Trump’s heart may be in the right place when he plays hardball with our trading partners, but he left little doubt on Wednesday that his brain is out to lunch on tariff math. His notion that revenues from sizable new import levies could pay off the national debt is as pernicious and lacking in common sense as Alan Greenspan’s statement that inflated home values constitute ‘wealth’. The Fed chairman has a PhD in economics, so it’s understandable why he would make such a ridiculous statement (along with another that purported to describe a U.S. capital investment boom at a time when household savings growth was in fact negative). But Trump is a businessman and therefore supposedly able to do the math.
33% Tariff on All Imports Would ‘Work’
Instead, the hard left and its flagship newspaper, the New York Times, did it for him, making him look like a yokel.

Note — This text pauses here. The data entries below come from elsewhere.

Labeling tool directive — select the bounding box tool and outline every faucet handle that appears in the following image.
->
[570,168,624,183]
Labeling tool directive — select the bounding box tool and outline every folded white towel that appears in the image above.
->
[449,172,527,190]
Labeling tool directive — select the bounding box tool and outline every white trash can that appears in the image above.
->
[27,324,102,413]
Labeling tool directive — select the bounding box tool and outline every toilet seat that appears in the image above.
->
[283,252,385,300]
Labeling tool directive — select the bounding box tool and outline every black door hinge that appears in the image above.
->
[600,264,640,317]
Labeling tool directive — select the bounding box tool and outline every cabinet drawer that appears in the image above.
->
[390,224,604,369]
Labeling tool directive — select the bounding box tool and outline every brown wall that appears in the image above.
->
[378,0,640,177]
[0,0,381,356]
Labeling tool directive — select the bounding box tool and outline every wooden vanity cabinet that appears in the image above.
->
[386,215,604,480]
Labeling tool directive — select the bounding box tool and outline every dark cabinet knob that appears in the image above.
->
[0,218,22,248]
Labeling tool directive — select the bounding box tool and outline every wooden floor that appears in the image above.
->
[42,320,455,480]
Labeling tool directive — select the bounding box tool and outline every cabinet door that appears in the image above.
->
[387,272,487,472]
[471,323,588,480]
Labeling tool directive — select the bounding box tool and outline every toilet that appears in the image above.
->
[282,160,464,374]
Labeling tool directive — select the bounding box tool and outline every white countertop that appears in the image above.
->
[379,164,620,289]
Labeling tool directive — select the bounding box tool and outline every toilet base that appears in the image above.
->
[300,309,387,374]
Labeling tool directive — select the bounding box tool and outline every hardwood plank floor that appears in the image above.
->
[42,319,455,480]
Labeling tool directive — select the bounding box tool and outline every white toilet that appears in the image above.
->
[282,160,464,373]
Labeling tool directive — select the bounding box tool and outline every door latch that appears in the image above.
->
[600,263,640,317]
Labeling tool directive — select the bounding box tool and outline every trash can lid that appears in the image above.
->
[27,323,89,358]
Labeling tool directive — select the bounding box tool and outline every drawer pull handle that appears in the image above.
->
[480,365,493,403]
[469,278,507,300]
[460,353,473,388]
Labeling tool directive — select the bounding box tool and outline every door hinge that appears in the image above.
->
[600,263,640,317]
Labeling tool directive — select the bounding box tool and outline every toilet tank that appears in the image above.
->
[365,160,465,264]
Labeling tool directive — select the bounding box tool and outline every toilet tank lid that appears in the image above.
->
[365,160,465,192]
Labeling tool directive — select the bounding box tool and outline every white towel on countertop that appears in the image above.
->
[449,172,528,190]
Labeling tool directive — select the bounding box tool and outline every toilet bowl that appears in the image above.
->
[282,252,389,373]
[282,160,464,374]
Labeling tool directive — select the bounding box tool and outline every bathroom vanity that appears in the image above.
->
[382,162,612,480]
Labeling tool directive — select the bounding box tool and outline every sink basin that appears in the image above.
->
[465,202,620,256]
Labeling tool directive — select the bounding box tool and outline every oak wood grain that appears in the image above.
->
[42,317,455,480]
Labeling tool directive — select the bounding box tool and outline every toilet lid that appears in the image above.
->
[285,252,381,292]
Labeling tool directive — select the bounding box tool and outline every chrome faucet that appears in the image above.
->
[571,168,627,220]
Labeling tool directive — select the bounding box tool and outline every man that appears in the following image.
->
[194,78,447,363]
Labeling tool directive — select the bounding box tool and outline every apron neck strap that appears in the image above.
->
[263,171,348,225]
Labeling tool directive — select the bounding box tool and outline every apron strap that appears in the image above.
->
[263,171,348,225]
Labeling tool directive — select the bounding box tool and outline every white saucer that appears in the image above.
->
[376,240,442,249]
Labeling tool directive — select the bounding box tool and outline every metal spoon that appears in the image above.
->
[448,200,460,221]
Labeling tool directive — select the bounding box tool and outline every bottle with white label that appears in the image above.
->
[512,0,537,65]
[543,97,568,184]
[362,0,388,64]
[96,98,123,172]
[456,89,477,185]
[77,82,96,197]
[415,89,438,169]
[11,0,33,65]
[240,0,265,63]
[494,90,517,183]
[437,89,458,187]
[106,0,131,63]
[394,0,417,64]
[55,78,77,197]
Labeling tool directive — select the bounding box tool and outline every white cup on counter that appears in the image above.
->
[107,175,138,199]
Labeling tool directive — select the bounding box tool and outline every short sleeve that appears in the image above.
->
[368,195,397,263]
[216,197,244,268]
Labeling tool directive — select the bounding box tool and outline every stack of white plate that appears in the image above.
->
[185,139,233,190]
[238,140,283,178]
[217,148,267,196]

The Times estimated that even if much higher import duties had no effect on U.S. consumers’ appetite for foreign goods, the extra revenues would not begin to produce a budget surplus large enough to pay off a national debt currently at $21 trillion and slated to grow by $800 billion in 2018. To merely offset the latter sum via trade policy alone, noted the Times, Trump “would need to impose a more-than 33 percent tariff on $2.34 trillion in imports — which is to say, every single good the United States imported last year.”
Numbers aside, only the economically benighted could want to see the U.S. Government running huge surpluses, since that would be tantamount to socking the private sector with huge new taxes. Most of it would be a direct offset against consumption — if not dollar for dollar, then by at least enough to put the U.S. economy in deep recession. One hopes Trump was just shooting off his mouth, since if he’s serious, his take on the use of tariffs is the most deflationary idea ever put forth by an American president.